A pure capacitor is connected to an AC circuit. The power factor of the circuit will be
(A) $ 1 $
(B) Infinity
(C) Zero
(D) $ 0.5 $

Answer 1

Hint : To solve this question, we have to use the formula for the power factor of an AC circuit. For that we need to find out the phase, which has to be substituted in the formula to get the final answer.

Formula used: The formula which is used to solve this question is given by
 $ \varphi = {\tan ^{ - 1}}\left( {\dfrac{{{X_L} - {X_C}}}{R}} \right) $
 $ PF = \cos \varphi $
Here $ \varphi $ is the phase of the current with respect to voltage, $ {X_L} $ is the inductive reactance, $ {X_C} $ is the capacitive reactance, $ R $ is the resistance, and $ PF $ is the power factor.

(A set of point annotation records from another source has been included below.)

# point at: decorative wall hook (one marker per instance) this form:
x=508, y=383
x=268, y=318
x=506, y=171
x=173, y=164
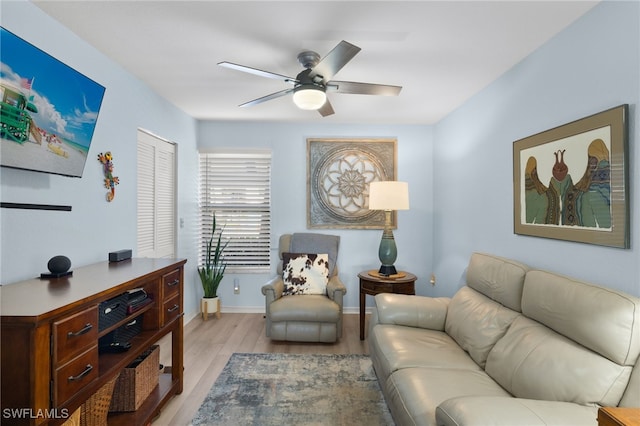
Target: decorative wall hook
x=110, y=181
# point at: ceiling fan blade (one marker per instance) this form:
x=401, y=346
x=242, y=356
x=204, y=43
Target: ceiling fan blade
x=363, y=88
x=267, y=98
x=326, y=109
x=257, y=72
x=335, y=60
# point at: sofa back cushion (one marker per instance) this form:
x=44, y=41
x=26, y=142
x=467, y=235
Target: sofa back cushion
x=534, y=362
x=602, y=319
x=476, y=322
x=497, y=278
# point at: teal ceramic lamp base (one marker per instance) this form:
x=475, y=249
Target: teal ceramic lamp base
x=388, y=252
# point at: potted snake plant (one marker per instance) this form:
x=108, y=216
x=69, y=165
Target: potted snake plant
x=212, y=272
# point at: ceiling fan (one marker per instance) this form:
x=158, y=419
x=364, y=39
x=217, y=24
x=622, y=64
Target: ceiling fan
x=311, y=85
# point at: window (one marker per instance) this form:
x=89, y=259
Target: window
x=236, y=186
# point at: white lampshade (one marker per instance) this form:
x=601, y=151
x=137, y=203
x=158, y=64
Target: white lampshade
x=389, y=195
x=309, y=97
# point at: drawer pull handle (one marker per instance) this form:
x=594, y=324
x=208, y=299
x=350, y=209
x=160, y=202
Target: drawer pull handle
x=111, y=308
x=80, y=376
x=84, y=330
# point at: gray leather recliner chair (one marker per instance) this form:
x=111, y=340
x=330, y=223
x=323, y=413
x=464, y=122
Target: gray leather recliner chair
x=310, y=317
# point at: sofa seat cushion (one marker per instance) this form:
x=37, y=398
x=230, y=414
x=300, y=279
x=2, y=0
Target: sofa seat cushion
x=413, y=394
x=500, y=411
x=395, y=347
x=476, y=322
x=532, y=361
x=311, y=307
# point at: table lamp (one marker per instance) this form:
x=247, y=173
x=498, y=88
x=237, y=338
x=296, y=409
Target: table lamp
x=388, y=196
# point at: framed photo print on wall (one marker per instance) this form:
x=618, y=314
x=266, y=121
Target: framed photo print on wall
x=571, y=182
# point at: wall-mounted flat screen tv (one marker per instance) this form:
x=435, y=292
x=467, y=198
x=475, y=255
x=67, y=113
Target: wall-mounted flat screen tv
x=48, y=110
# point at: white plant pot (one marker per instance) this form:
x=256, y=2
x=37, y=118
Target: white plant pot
x=210, y=305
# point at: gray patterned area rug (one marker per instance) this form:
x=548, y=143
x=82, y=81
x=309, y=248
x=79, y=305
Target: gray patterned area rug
x=295, y=389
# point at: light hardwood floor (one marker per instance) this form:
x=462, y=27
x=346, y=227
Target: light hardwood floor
x=209, y=344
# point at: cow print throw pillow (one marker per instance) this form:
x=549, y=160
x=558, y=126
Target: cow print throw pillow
x=305, y=273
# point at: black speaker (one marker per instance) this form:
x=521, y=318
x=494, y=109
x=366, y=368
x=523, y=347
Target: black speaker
x=58, y=267
x=120, y=255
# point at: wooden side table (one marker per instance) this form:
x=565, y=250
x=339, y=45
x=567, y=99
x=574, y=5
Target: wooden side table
x=372, y=283
x=618, y=416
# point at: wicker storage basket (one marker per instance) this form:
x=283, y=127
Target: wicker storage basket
x=95, y=409
x=74, y=419
x=136, y=383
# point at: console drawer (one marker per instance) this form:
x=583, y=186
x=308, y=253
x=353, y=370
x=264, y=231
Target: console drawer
x=74, y=334
x=73, y=376
x=171, y=284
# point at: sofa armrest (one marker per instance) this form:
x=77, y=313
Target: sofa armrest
x=273, y=289
x=505, y=411
x=412, y=311
x=336, y=289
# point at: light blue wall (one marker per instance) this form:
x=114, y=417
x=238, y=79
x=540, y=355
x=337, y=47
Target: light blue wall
x=358, y=248
x=93, y=227
x=590, y=67
x=459, y=171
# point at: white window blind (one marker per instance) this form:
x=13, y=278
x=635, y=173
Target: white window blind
x=156, y=197
x=237, y=187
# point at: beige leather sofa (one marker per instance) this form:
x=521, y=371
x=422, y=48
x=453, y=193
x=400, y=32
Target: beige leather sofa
x=514, y=346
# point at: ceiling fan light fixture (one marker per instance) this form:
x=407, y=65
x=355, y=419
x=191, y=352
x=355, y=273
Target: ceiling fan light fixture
x=309, y=97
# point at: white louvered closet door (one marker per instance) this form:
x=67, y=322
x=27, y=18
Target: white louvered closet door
x=156, y=196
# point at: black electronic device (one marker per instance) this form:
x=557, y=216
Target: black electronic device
x=120, y=255
x=58, y=267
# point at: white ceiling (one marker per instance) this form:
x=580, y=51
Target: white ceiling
x=441, y=52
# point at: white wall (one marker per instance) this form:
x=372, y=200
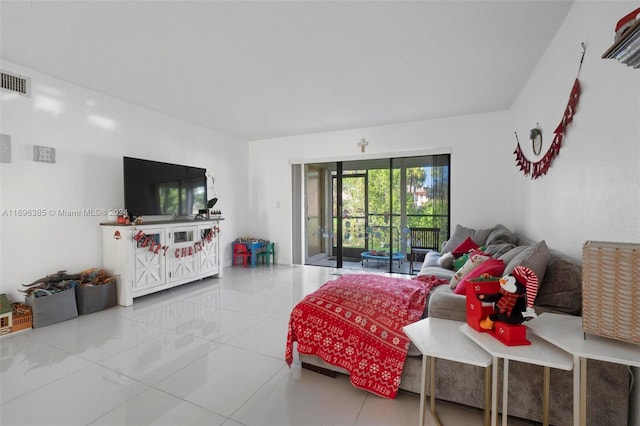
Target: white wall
x=91, y=132
x=592, y=191
x=481, y=149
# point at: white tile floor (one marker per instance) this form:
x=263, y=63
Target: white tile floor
x=205, y=353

Complete step by step answer
An AC circuit is made up of three elements. These three elements are; the resistor, the inductor, and the capacitor. When any of these is present in an AC circuit individually, then the prefix pure is used behind that element. Therefore a pure capacitor means that we have a capacitance only in our AC circuit. Now, we know that the phase of an AC circuit is given by
 $ \varphi = {\tan ^{ - 1}}\left( {\dfrac{{{X_L} - {X_C}}}{R}} \right) $
We know that $ {X_L} = \omega L $ , $ {X_C} = \dfrac{1}{{\omega C}} $ . Substituting these above, we get
 $ \varphi = {\tan ^{ - 1}}\left( {\dfrac{{\omega L - \dfrac{1}{{\omega C}}}}{R}} \right) $
 $ \varphi = {\tan ^{ - 1}}\left( {\dfrac{{{\omega ^2}LC - 1}}{{\omega CR}}} \right) $
As the circuit is pure capacitive, so we have $ L = R = 0 $ . Substituting these above, we get
 $ \varphi = {\tan ^{ - 1}}\left( {\dfrac{{{\omega ^2}\left( 0 \right)C - 1}}{{\omega \left( 0 \right)\left( 0 \right)}}} \right) $
 $ \Rightarrow \varphi = {\tan ^{ - 1}}\left( { - \infty } \right) $
We know that $ {\tan ^{ - 1}}\left( { - \infty } \right) = - \dfrac{\pi }{2} $ . Therefore the phase is
 $ \varphi = - \dfrac{\pi }{2} $ (1)
Now, the power factor of the AC circuit is equal to the cosine of the phase, that is,
 $ PF = \cos \varphi $
From (1)
 $ PF = \cos \left( { - \dfrac{\pi }{2}} \right) $
 $ \Rightarrow PF = 0 $
Thus, the power factor of the given AC circuit is equal to zero.
Hence, the correct answer is option C.

Note
We could also attempt this question by drawing the phase diagram of this circuit. From that we could directly get the phase of the circuit from which the power factor of the circuit would be evaluated.